There are other countries that if you had a preexisting condition and let's say the virus caused you to go to the ICU and then have a heart or kidney problem some countries are recording that as a heart issue or a kidney issue and not a COVID-19 death. Right now we are still recording it and we will I mean the great thing about having forms that come in and a form that has the ability to mark it as COVID-19 infection the intent is right now that those if someone dies with COVID-19 we are counting that as a COVID-19 death."
https://www.realclearpolitics.com/vi...-19_death.html
In context it sounds like Dr. Blix is concerned about the ways deaths are counted, but not a big concern about that those items are inflating the numbers, if anything a later report did find even Fauci agreeing that the numbers are not inflated, but that under counts are still more likely.

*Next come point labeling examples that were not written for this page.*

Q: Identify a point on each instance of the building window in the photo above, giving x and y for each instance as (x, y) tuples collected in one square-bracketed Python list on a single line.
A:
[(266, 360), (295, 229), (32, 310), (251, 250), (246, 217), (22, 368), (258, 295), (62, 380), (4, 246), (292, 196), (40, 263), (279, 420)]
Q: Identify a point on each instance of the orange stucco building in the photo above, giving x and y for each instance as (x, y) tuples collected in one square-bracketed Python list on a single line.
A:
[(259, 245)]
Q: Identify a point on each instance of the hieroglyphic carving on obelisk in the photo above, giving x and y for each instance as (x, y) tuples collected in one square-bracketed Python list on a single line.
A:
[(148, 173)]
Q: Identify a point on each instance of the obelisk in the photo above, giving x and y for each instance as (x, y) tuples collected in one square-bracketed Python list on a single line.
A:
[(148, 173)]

https://www.nytimes.com/2020/05/22/u...eath-toll.html
Quote:
Epidemiologists are also rethinking their tabulations, but not in ways the White House would like. They have increasingly compared recent totals of deaths from all causes, which provide a more complete picture of the pandemic’s impact than tracking only deaths of people with confirmed diagnoses. Fatalities in the gap between the observed and normal numbers of deaths are called “excess deaths.” A study of mortality statistics in New York City showed more than 24,000 excess deaths from March 11 to May 2.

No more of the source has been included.